Cooking on board
We try to eat a mostly plant-based diet - meaning we eat fish or meat max. 3x a week and occasionally have dairy - because industrial animal farming is unsustainable. David Attenborough explains it well in Life on Our Planet.
Try our favorite recipes here.
Our Galley Setup
Our kitchen (galley) is small but functional. We have a gas oven and 3 gas burners which generally speaking, work quite well. There's a sink that has two faucets, one connecting to our 400 litre freshwater tank and one that pumps seawater for prewashing the dishes.
We have one larger fridge for food and a smaller one for drinks outside. There's also a freezer but we haven't been using it much to save energy.
If there's one truly essential tool in our kitchen, it's the pressure cooker, where we regularly prepare things like stews and sauces, not to mention dried beans and brown rice. Our stove runs on precious propane, and the pressure cooker allows us to regularly plan on slow-cooked favorites without completely depleting our fuel supply.
Finding seafood while traveling by boat is easy. Whether it's from the local fishermen or self-caught, there's always plenty of fish.
Pickling and Fermenting
We love to pickle and ferment vegetables to stretch out their lifespan. Pickled onions and cucumbers are staples for us because they pep up the simplest of dishes.
Kimchi is surprisingly easy to make, supports gut health, and lasts for months in the fridge. Another less well-known fermented condiment we love to have on the boat is Shoyu Koji. We make a real effort to stock koji grains (the basis for miso) and ferment them with organic soy sauce. The result is an umami-rich probiotic condiment that we use in lieu of soy sauce. It's a secret weapon that goes well with everything!

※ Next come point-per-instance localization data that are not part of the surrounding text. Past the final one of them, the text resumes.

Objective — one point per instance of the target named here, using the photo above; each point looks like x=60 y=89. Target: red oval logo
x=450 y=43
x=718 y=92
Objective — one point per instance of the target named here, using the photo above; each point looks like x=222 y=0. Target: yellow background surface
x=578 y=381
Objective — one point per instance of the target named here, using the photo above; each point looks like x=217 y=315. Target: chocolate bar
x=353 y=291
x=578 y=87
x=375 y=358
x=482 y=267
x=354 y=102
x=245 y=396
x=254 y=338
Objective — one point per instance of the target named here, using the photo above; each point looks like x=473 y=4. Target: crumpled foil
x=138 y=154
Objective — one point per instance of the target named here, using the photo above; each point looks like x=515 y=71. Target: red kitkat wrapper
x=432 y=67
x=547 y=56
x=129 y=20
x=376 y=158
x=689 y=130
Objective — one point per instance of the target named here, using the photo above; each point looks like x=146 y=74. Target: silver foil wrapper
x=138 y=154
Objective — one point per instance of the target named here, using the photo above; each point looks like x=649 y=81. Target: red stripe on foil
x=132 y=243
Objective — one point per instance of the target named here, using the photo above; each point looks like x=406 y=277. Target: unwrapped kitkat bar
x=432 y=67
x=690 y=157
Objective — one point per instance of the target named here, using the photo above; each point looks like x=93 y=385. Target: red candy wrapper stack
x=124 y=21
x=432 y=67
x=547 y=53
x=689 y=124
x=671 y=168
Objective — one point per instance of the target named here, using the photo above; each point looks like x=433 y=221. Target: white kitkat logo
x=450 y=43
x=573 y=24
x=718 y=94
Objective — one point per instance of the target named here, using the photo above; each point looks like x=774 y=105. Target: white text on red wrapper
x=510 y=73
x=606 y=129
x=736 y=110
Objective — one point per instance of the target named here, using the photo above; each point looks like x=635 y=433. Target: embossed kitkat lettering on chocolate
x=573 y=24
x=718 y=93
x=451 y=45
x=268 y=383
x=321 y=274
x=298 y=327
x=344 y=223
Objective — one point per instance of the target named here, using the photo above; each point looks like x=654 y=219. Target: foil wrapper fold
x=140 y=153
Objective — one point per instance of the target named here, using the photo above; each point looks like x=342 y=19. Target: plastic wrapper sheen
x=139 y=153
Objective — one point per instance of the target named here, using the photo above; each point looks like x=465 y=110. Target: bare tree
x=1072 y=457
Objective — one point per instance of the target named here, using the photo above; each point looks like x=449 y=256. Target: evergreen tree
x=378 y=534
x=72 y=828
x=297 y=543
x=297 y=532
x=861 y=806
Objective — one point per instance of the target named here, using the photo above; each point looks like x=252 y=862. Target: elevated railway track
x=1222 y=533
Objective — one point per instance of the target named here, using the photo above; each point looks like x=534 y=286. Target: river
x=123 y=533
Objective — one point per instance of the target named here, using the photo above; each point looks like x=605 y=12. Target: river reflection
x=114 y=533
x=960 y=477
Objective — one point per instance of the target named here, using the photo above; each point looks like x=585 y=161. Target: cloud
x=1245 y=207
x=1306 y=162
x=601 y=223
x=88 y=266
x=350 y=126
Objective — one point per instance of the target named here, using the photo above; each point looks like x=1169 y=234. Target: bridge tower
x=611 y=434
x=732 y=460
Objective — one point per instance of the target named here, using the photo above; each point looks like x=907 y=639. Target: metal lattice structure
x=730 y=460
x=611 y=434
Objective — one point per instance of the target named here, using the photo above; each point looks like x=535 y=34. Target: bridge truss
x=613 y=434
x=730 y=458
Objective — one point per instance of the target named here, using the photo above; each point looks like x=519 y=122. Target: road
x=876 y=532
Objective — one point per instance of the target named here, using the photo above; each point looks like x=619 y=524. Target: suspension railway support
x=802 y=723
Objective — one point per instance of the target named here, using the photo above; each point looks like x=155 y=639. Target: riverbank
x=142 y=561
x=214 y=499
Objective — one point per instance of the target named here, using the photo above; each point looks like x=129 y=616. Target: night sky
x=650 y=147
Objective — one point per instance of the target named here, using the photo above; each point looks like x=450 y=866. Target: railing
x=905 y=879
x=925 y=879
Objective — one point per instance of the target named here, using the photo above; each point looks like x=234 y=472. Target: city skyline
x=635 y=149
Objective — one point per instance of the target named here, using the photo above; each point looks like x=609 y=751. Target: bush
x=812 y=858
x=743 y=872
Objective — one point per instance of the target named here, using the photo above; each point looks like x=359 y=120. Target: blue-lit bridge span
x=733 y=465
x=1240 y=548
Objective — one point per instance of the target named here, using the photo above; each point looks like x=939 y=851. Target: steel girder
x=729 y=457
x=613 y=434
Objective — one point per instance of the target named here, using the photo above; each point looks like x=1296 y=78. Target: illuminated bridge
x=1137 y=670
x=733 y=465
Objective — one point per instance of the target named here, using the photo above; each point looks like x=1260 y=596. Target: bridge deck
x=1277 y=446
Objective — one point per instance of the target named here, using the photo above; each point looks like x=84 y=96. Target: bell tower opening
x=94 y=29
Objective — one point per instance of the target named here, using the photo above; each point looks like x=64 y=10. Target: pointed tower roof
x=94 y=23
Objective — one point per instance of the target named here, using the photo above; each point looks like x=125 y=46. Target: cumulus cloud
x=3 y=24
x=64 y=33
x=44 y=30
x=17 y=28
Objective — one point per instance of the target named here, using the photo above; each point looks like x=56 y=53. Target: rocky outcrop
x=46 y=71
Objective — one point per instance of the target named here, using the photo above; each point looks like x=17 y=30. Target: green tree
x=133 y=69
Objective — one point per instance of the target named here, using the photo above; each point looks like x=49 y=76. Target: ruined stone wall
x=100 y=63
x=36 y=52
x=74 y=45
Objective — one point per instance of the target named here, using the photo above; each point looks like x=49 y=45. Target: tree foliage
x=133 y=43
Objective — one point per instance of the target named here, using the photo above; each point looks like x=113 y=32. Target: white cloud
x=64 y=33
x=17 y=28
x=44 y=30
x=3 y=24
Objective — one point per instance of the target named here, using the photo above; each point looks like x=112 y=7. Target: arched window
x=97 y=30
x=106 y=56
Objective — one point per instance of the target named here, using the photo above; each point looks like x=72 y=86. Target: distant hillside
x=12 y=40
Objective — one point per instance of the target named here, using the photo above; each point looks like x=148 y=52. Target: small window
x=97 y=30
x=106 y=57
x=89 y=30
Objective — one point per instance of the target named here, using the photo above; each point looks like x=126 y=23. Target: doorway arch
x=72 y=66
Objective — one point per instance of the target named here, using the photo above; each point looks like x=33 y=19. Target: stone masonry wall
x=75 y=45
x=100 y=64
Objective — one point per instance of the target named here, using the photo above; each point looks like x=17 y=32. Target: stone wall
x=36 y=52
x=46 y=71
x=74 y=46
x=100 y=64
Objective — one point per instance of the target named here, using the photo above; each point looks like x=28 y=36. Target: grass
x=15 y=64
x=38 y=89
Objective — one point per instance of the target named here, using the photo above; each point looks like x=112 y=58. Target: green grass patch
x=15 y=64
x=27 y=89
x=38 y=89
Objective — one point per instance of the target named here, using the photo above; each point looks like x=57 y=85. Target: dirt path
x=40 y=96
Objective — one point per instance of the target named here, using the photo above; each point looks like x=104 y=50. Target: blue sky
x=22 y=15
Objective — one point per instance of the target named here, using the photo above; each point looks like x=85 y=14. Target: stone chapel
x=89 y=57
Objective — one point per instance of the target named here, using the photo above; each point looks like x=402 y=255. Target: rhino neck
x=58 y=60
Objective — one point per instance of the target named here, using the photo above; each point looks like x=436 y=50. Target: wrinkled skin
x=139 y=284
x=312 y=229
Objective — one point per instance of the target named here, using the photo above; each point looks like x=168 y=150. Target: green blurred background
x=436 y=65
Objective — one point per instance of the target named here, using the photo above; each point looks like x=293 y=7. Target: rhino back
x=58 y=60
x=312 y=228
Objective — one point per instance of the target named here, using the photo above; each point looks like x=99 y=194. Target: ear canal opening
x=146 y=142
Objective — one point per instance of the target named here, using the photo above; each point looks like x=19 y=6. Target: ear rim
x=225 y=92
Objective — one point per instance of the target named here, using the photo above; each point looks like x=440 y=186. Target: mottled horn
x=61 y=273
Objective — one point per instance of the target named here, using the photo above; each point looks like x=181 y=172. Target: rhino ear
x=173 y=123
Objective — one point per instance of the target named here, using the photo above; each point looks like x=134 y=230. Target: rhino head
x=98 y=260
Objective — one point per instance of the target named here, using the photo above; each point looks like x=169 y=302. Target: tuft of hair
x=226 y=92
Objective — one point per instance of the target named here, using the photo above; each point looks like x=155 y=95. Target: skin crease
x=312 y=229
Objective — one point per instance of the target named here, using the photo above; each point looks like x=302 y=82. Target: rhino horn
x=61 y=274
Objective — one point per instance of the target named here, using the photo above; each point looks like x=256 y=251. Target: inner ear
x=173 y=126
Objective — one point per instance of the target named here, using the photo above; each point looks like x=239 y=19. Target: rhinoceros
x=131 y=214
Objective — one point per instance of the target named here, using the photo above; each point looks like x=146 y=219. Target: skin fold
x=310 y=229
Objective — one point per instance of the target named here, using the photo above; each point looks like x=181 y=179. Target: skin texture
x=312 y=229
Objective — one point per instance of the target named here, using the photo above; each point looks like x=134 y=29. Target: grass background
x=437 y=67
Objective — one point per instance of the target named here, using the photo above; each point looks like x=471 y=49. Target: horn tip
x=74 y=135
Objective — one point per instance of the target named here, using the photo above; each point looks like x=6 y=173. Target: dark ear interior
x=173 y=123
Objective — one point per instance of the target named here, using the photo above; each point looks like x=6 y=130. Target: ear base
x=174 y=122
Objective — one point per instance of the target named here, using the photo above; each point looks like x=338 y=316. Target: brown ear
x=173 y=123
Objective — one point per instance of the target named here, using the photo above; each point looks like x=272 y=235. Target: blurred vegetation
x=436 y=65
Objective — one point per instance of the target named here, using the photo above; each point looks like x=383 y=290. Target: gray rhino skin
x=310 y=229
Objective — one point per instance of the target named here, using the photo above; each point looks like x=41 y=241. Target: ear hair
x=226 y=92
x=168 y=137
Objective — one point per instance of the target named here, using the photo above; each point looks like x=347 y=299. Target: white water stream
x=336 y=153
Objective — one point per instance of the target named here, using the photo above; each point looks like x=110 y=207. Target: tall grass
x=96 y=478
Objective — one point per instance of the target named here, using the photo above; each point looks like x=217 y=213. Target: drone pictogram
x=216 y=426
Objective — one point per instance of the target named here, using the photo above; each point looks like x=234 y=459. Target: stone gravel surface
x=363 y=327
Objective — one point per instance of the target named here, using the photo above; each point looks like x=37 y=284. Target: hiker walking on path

It's not always easy to find good produce, especially on small islands the selection can be quite limited. Farmers' markets are our favorite and we happily make a detour to buy local.
We grow our own sprouts on the boat to supplement our shopping. In particular, when we're missing vegetables that go well with Asian cooking, it's easy to grow mung bean sprouts in just 4 days.
We haven't baked as much as we wanted and definitely want to up our game here. In Europe it's easy to find good bread, so there wasn't much motivation for us to get into the habit of baking but that will most likely change once we get into the Caribbean and beyond.